[DOCS] Edited documentation for ML categorization_analyzer (elastic/x-pack-elasticsearch#3587)

Original commit: elastic/x-pack-elasticsearch@6dd179107a
2025-03-25 17:38:44 +00:00 · 2018-01-17 13:11:36 -08:00 · 2018-01-17 13:11:36 -08:00 · 9f6064f9ac
commit 9f6064f9ac
parent 60d4b7e53e
3 changed files with 98 additions and 82 deletions
--- a/docs/en/ml/categories.asciidoc
+++ b/docs/en/ml/categories.asciidoc
@ -13,10 +13,6 @@ example:
 You can use {ml} to observe the static parts of the message, cluster similar
 messages together, and classify them into message categories.

-NOTE: Categorization uses English tokenization rules and dictionary words in
-order to identify log message categories. As such, only English language log
-messages are supported.
-
 The {ml} model learns what volume and pattern is normal for each category over
 time. You can then detect anomalies and surface rare events or unusual types of
 messages by using count or rare functions. For example:
@ -79,8 +75,17 @@ image::images/ml-category-advanced.jpg["Advanced job configuration options relat
 NOTE: To add the `categorization_examples_limit` property, you must use the
 **Edit JSON** tab and copy the `analysis_limits` object from the API example.

-It is possible to customize the way the categorization field values are interpreted
-to an even greater extent:
+[float]
+[[ml-configuring-analyzer]]
+==== Customizing the Categorization Analyzer
+
+Categorization uses English dictionary words to identify log message categories.
+By default, it also uses English tokenization rules. For this reason, if you use
+the default categorization analyzer, only English language log messages are
+supported, as described in the <<ml-limitations>>.
+
+You can, however, change the tokenization rules by customizing the way the
+categorization field values are interpreted. For example:

 [source,js]
 ----------------------------------
@ -126,20 +131,20 @@ PUT _xpack/ml/anomaly_detectors/it_ops_new_logs2
 here achieves exactly the same as the `categorization_filters` in the first
 example.
 <2> The `ml_classic` tokenizer works like the non-customizable tokenization
-that was used for categorization in older versions of machine learning. Use
-it if you want the same categorization behavior as older versions.
-<3> English day/month words are filtered by default from log messages
-before categorization. If your logs are in a different language and contain
-dates then you may get better results by filtering day/month words in your
+that was used for categorization in older versions of machine learning. If you
+want the same categorization behavior as older versions, use this property value.
+<3> By default, English day or month words are filtered from log messages before
+categorization. If your logs are in a different language and contain
+dates, you might get better results by filtering the day or month words in your
 language.

 The optional `categorization_analyzer` property allows even greater customization
 of how categorization interprets the categorization field value. It can refer to
-a built-in Elasticsearch analyzer, or a combination of zero or more character
-filters, a tokenizer, and zero or more token filters.
+a built-in {es} analyzer or a combination of zero or more character filters,
+a tokenizer, and zero or more token filters.

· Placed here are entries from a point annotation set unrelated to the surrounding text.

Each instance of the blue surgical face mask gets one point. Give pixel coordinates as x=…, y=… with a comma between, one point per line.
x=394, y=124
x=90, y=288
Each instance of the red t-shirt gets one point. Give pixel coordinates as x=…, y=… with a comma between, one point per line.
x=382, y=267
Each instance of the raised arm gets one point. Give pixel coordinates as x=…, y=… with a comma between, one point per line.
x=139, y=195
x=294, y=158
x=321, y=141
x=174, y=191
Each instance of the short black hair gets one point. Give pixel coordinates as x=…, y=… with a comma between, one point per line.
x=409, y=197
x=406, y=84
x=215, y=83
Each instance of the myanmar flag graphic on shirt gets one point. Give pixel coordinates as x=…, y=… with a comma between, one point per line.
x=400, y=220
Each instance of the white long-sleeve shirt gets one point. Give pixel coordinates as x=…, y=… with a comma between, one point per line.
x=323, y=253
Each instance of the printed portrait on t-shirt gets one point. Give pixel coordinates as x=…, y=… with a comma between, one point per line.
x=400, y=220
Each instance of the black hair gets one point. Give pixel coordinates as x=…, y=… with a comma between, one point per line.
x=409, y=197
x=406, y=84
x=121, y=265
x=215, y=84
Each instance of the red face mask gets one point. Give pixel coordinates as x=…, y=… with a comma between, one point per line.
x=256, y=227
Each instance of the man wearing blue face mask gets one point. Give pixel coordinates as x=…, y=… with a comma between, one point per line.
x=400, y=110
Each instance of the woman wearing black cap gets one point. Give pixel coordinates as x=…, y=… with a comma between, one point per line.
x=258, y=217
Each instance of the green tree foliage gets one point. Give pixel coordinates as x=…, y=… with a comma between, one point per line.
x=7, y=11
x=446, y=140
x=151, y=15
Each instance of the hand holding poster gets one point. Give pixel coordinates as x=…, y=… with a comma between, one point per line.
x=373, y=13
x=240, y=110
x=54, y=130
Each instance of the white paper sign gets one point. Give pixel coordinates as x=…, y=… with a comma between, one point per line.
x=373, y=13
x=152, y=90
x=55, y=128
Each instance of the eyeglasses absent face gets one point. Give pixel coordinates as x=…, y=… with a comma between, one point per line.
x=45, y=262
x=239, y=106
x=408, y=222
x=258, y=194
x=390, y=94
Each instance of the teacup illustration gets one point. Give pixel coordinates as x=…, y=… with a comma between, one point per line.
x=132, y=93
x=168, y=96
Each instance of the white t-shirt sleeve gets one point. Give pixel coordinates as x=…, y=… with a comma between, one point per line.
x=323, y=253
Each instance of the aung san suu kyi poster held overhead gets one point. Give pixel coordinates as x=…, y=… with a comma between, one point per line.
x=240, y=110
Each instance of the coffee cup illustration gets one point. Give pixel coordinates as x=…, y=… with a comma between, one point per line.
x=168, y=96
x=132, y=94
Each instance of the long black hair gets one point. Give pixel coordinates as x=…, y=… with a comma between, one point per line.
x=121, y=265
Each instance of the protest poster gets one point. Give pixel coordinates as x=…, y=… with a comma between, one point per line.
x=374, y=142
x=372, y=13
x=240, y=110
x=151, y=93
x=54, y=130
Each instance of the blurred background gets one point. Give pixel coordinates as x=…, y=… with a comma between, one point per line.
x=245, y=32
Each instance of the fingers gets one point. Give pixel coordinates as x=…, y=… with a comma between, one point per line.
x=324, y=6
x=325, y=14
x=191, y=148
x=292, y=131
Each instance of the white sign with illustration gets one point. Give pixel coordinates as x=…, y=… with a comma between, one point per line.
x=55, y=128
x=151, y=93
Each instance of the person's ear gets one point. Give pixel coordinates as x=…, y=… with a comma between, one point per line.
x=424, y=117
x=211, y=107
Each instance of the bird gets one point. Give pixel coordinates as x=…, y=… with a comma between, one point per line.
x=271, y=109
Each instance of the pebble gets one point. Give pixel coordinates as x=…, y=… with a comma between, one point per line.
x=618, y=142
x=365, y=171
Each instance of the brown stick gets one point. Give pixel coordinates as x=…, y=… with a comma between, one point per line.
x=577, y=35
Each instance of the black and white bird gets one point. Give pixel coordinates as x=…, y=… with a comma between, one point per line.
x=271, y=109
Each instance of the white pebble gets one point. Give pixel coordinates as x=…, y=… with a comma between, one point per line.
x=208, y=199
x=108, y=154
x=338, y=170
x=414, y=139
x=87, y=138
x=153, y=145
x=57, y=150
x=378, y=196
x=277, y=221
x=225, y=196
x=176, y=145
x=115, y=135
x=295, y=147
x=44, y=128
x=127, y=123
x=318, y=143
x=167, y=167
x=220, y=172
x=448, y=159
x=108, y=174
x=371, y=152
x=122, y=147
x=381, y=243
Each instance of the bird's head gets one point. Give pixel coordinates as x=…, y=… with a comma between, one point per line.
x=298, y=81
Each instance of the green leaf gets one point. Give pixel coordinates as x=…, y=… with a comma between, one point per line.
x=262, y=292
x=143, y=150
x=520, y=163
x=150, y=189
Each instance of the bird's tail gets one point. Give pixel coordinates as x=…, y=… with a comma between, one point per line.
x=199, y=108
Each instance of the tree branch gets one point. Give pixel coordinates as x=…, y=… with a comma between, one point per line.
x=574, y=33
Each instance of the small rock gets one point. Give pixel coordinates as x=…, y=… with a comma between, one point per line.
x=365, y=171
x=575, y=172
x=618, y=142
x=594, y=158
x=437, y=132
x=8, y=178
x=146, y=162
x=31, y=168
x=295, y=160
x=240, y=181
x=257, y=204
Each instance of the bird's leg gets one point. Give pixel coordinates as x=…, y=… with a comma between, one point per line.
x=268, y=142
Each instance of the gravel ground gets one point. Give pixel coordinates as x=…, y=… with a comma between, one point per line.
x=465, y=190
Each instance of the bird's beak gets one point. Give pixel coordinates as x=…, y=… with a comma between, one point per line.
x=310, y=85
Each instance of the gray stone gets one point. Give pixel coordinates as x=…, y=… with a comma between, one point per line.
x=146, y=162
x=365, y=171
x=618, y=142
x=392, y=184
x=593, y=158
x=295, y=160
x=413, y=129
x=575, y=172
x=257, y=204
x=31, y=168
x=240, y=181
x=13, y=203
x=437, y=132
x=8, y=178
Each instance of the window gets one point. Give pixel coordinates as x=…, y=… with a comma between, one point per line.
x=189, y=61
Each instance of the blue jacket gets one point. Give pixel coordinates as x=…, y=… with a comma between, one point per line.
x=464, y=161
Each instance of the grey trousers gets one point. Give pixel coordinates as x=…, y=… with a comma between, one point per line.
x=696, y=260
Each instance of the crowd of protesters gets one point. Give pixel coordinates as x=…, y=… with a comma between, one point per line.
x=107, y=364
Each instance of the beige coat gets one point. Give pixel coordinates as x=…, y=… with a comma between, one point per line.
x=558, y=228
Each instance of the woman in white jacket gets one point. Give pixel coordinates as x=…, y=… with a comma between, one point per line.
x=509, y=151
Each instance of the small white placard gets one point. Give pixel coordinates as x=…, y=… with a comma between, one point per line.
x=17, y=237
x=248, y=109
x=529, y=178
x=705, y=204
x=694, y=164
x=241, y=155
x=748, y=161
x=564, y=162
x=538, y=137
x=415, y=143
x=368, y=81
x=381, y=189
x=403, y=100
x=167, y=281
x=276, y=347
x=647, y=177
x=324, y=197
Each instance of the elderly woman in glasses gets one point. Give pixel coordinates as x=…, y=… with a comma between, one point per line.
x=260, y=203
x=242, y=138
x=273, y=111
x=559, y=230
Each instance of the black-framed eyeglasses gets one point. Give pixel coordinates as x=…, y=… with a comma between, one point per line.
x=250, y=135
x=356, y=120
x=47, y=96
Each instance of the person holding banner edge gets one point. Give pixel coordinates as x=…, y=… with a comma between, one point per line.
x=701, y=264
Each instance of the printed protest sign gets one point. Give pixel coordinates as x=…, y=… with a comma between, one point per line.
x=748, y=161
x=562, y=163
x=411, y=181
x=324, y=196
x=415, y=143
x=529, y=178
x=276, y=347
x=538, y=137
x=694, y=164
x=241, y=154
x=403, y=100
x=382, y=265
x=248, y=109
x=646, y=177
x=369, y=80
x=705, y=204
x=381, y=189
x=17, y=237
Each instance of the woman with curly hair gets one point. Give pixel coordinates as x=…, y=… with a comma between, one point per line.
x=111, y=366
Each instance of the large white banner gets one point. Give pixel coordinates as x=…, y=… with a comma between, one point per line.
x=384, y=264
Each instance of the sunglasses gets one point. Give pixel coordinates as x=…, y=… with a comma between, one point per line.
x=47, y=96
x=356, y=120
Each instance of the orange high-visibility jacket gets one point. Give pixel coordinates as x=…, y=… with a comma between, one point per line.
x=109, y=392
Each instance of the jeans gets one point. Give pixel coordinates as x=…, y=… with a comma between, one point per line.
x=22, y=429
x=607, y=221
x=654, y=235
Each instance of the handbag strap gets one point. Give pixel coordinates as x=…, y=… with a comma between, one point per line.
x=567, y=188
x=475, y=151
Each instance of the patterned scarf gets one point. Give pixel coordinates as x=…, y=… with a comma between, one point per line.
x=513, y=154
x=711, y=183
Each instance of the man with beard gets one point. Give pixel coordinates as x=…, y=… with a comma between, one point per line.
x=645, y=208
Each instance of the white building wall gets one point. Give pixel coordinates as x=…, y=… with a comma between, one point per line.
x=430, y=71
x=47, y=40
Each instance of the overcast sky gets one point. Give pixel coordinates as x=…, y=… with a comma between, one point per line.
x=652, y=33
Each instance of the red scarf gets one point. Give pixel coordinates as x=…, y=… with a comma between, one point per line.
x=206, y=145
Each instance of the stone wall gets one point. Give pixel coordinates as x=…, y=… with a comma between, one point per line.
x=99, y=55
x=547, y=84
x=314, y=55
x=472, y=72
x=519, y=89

-The `ml_classic` tokenizer and the day/month stopword filter are more-or-less
-equivalent to the following analyzer defined using only built-in Elasticsearch
+The `ml_classic` tokenizer and the day and month stopword filter are more or less
+equivalent to the following analyzer, which is defined using only built-in {es}
 {ref}/analysis-tokenizers.html[tokenizers] and
 {ref}/analysis-tokenfilters.html[token filters]:

@ -188,23 +193,30 @@ PUT _xpack/ml/anomaly_detectors/it_ops_new_logs3
 ----------------------------------
 //CONSOLE
 <1> Tokens basically consist of hyphens, digits, letters, underscores and dots.
-<2> By default categorization ignores tokens that begin with a digit.
-<3> By default categorization also ignores tokens that are hexadecimal numbers.
-<4> Underscores, hypens and dots are removed from the beginning of tokens.
-<5> Also at the end of tokens.
+<2> By default, categorization ignores tokens that begin with a digit.
+<3> By default, categorization also ignores tokens that are hexadecimal numbers.
+<4> Underscores, hyphens, and dots are removed from the beginning of tokens.
+<5> Underscores, hyphens, and dots are also removed from the end of tokens.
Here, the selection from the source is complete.